The report also reveals the key factors for driving adoption at the city level:
- To fully transition, zero-tailpipe-emission freight must cross three thresholds simultaneously: affordability, accessibility and attractiveness.
- By coordinating policies, developing e-truck transport corridors, and harnessing collective market power, cities can help to significantly shorten the timeline for achieving TCO parity.
- Achieving cost parity is not enough to ‘tip’ the market – accessibility and attractiveness are key. This is most clearly shown in Beijing where, despite TCO parity being achieved in 2025, the EV stock is not expected to outpace diesel for another decade.
- Regulatory measures consistently outperform price-based subsidies and carbon taxes, particularly in cities where the initial share of EVs is low.
- Cities have a critical influence over accessibility and attractiveness. Cities can use specific regulatory tools that function like mandates, such as low emission zones, priority access to charging points, and regional freight corridors, to increase the accessibility and attractiveness of electric trucks.
- Some low and middle-income countries are leading the way, withShenzhen banning light diesel vehicles from its Green Logistics Zones in 2018, and Mexico City and Rio de Janeiro installing fast-charging hubs ahead of national policy.
Markus Berensonn, Head of Mitigation Research, C40 Cities, said: “City leaders have more power to shape the global logistics market than some would think. While achieving cost parity is a vital first step, our analysis shows that affordability alone is not enough to tip the market. This is where municipal action comes into play. By deploying a suite of local levers, cities are well-positioned to drive forward the critical accessibility and attractiveness thresholds that fleets need to transition.
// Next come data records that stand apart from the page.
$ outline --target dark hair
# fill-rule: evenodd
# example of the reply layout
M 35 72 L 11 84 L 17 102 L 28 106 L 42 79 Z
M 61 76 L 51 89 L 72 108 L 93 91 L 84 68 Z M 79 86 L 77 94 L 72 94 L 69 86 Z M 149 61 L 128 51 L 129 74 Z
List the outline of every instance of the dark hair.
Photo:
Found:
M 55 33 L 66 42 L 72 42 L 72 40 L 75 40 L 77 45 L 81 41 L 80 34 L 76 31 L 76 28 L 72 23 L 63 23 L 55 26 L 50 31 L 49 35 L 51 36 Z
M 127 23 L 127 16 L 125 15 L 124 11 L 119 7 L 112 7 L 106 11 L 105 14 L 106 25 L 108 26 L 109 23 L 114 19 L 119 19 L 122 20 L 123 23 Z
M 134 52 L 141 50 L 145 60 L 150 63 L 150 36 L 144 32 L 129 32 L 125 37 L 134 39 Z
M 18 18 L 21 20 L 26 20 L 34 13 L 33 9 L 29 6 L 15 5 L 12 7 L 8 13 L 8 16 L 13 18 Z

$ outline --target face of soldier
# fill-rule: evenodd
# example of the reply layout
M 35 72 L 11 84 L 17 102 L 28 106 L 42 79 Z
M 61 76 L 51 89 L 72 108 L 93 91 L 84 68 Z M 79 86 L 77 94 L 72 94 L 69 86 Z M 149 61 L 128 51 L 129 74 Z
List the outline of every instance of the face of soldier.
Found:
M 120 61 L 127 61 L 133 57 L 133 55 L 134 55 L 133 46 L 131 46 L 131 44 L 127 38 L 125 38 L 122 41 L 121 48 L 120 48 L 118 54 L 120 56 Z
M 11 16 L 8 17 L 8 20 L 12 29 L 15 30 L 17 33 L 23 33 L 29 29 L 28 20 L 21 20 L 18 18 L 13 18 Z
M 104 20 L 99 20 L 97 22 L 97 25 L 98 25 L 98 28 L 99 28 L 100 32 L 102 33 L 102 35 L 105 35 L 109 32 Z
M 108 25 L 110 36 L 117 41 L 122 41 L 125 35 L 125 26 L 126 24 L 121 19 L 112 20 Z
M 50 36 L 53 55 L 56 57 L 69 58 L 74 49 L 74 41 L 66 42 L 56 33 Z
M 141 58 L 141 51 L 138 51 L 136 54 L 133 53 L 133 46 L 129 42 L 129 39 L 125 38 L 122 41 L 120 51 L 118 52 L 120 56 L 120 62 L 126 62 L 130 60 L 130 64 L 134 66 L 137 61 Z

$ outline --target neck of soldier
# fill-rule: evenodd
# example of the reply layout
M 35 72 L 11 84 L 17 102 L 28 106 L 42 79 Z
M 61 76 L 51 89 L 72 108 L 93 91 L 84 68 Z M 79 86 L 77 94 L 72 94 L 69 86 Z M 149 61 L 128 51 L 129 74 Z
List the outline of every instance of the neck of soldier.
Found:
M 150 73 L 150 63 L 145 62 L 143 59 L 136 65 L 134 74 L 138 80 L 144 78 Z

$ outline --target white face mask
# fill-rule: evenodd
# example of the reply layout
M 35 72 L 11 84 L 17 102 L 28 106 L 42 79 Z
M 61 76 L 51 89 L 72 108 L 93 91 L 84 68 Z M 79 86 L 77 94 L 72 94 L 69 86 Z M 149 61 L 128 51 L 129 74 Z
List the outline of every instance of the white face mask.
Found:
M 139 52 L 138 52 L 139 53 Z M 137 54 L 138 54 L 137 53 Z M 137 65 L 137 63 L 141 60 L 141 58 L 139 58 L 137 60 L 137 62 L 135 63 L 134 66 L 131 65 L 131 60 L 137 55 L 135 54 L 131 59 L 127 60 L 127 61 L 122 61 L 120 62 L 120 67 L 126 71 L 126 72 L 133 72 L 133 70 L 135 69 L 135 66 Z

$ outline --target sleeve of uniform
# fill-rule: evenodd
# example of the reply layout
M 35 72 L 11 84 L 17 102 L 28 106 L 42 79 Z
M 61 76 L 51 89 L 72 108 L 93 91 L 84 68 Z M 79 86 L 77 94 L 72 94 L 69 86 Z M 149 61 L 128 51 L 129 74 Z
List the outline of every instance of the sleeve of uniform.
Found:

Dr Cormac Lynch, Impact Fellow at University of Exeter – Green Futures Solutions, said: “Our modelling shows the electric freight transition is nearing a tipping point in leading cities much earlier than widely assumed. Once costs, infrastructure and policy align at the city-level, the shift to electric trucks can accelerate rapidly and irreversibly. This lays a clear path for city leaders to make a decisive difference. One that delivers a triple dividend of rapid emissions cuts, cleaner air, and a significant boost in resilience to global energy shocks.”
Christina Xiao, Senior Research Manager, C40 Cities, said: “This report, backed by new quantitative modelling and successful case studies from across the globe, provides city leaders practical evidence to show how – when different levels of government and cities work together – they can create a powerful multiplier effect, triggering a ripple effect that brings the global zero-tailpipe-emission freight tipping point closer.”
Léan Doody, C40 Partnership Director, Arup, said: “The report demonstrates that the transition to electric freight is no longer just an environmental question, but also a significant economic opportunity for cities and governments. Through Arup’s work across policy, infrastructure and system planning, we see first-hand how coordinated action can accelerate the development of cleaner, more resilient freight networks and deliver lasting benefits across the transport system.
The ‘Accelerating Freight Decarbonisation: A City Guide to EV Truck Tipping Points’ report (available here) is a strategic guide to accelerating electric freight adoption. It equips cities with local policy tools, highlights opportunities for regional and national collaboration, and pairs policy analysis with quantitative modelling to give city leaders and industry stakeholders a strategic path forward.
The report is a collaborative project between C40 Cities, Arup, and the University of Exeter, with support from The Climate Pledge.
Its release precedes an official launch event on Science Friday during London Climate Action Week, before discussions continue at the Exeter Climate Forum the following week.